Description
We are a team of specialists creating services and components for an internal security platform, and developing AI agents to identify internal threats and fraud. We need a specialist capable of effectively analyzing tabular and textual data required for building AI agents.
We are looking for a Data Engineer with a focus on Data Science, who will be responsible for extracting, preparing, and cleaning data, as well as supporting machine learning models. We offer career growth in both Data Engineering and Data Science directions. You will become part of a team of experienced engineers and analysts working on complex projects in the field of information security.
Responsibilities
Tasks:
- analysis of data structures in various sources and formats, assessing their suitability for specific business tasks
- loading, processing, and transforming large volumes of data from heterogeneous storage systems (Oracle, Teradata, MS SQL, GreenPlum) into working environments (GreenPlum, Hadoop)

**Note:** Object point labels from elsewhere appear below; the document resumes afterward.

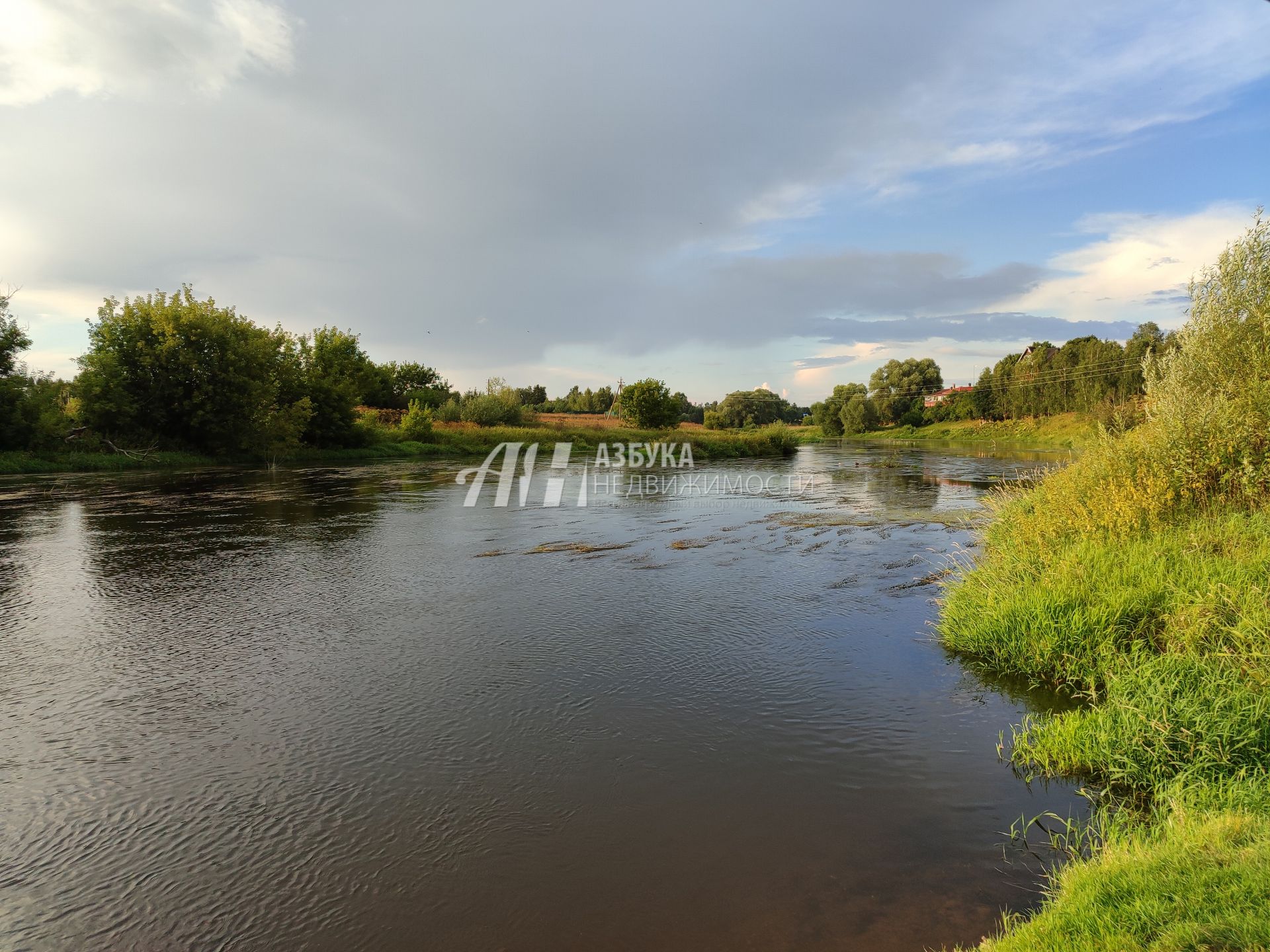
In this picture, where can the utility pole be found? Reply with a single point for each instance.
(615, 408)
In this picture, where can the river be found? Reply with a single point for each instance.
(333, 709)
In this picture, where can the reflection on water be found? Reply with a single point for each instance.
(295, 710)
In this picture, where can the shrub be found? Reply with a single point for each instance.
(448, 412)
(417, 423)
(648, 404)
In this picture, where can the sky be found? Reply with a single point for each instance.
(719, 193)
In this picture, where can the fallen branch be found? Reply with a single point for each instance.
(131, 454)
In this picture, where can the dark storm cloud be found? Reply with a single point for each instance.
(813, 364)
(476, 182)
(966, 327)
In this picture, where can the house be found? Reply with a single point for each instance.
(939, 397)
(1049, 352)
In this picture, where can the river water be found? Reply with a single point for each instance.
(333, 709)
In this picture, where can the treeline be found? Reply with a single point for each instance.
(1085, 375)
(743, 409)
(894, 395)
(175, 372)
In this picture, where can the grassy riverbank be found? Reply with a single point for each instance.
(1138, 579)
(1058, 432)
(469, 442)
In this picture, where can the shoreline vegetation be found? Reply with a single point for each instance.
(459, 442)
(1137, 580)
(1066, 430)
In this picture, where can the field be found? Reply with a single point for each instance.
(1061, 432)
(593, 420)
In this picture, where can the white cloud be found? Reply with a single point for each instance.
(130, 48)
(1137, 270)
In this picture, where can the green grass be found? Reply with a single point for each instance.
(1194, 881)
(458, 444)
(1061, 432)
(1164, 633)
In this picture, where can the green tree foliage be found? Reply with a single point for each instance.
(859, 415)
(689, 412)
(532, 397)
(179, 371)
(1085, 375)
(751, 408)
(898, 386)
(648, 404)
(579, 401)
(498, 407)
(414, 381)
(417, 422)
(827, 414)
(15, 426)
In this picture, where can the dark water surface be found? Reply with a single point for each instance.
(312, 710)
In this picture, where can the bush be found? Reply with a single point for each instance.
(448, 412)
(648, 404)
(417, 423)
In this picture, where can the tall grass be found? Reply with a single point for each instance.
(1138, 579)
(386, 444)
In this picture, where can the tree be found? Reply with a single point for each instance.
(859, 415)
(333, 370)
(15, 420)
(178, 370)
(898, 386)
(751, 408)
(532, 397)
(648, 404)
(827, 414)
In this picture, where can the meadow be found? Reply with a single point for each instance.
(458, 441)
(1138, 582)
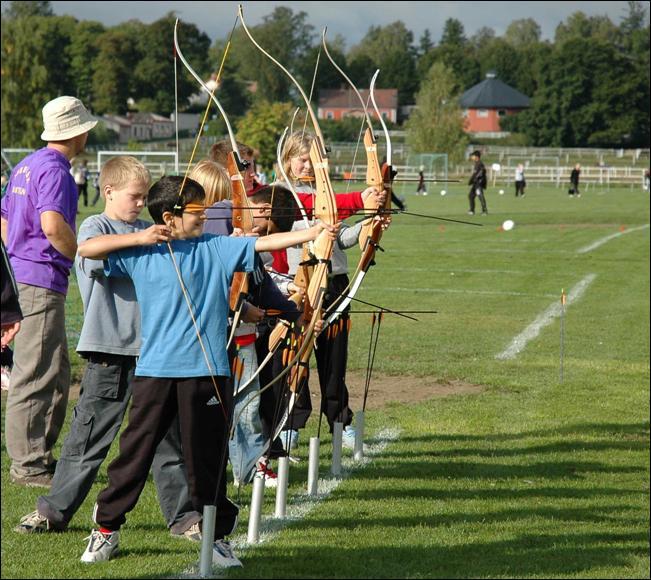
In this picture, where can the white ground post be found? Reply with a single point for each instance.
(337, 433)
(255, 512)
(313, 467)
(281, 488)
(359, 436)
(207, 539)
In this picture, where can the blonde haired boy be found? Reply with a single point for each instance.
(110, 342)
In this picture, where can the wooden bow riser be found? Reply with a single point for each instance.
(242, 218)
(374, 178)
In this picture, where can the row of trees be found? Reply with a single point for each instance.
(590, 86)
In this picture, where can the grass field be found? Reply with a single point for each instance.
(529, 478)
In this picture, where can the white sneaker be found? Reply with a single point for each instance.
(6, 378)
(289, 439)
(348, 437)
(223, 555)
(101, 547)
(270, 476)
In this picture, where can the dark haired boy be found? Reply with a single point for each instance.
(477, 183)
(182, 287)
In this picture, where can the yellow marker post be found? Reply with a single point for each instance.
(563, 301)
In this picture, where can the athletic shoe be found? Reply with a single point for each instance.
(35, 523)
(223, 555)
(42, 480)
(193, 533)
(289, 439)
(101, 547)
(263, 470)
(348, 437)
(6, 378)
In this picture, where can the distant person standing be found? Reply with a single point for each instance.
(520, 182)
(421, 190)
(38, 226)
(478, 183)
(81, 175)
(574, 181)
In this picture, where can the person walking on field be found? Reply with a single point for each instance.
(477, 183)
(520, 182)
(81, 175)
(574, 181)
(38, 227)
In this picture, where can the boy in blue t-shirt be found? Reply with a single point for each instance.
(183, 289)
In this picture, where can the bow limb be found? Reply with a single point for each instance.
(325, 209)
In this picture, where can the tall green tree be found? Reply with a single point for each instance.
(388, 48)
(502, 58)
(113, 71)
(436, 125)
(287, 36)
(81, 53)
(35, 70)
(154, 73)
(261, 128)
(456, 53)
(579, 25)
(21, 9)
(587, 97)
(522, 32)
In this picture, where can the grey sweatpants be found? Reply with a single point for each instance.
(40, 381)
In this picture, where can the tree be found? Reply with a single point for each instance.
(502, 58)
(578, 25)
(636, 19)
(436, 125)
(34, 71)
(18, 9)
(262, 126)
(453, 33)
(425, 42)
(113, 71)
(588, 96)
(388, 48)
(482, 37)
(522, 32)
(81, 53)
(287, 37)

- designing and creating analytical data marts
- preparing and preprocessing data for training machine learning models
- monitoring and optimizing data processing and loading workflows
- controlling input data quality and automating data quality checks
- developing infrastructure and internal services for efficient processing of large volumes of data
- automating repetitive data operations
- creating technical documentation and maintaining knowledge bases on data handling
- consulting internal company users on data usage matters.
Requirements
Requirements
- higher education
- at least 2 years of experience in the role of Data Engineer, Data Analyst, or ETL developer
- advanced SQL proficiency (analytical functions, subqueries, stored procedures, query performance)
- practical experience working with large volumes of data in relational DBMS (Oracle, Teradata, MS SQL, GreenPlum)
- understanding of the concept and principles of data warehouse (DWH) organization
- experience with the Hadoop technology stack (HDFS, YARN, Hive) and Apache Spark
- programming experience in Java/Scala
- understanding of the basic principles of building distributed data storage and processing systems.
Will be a plus:
- experience in designing data marts
- experience in migrating and integrating large volumes of data between different sources
- proficiency with version control system tools (e.g., Git)
- basic knowledge and interest in developing in the field of Machine Learning and Data Analysis
- familiarity with ETL processes and data warehouse (DWH) technologies.
Conditions
We offer:
- work in the office at the address: Moscow, Kutuzovsky Prospekt, 32
- during the probationary period, work in the office, after that, a hybrid work mode is possible (but no more than 1-2 days a week remotely)
- annual salary review, annual bonus
- corporate gym and relaxation areas
- more than 400 educational programs from SberUniversity for professional and career development
- extended voluntary health insurance, preferential family insurance, and corporate pension program
- flexible mortgage discount equal to 1/3 of the Central Bank's key rate
- free SberPrime+ subscription, discounts on products from partner companies
- referral bonus for recommending friends to the Sber team.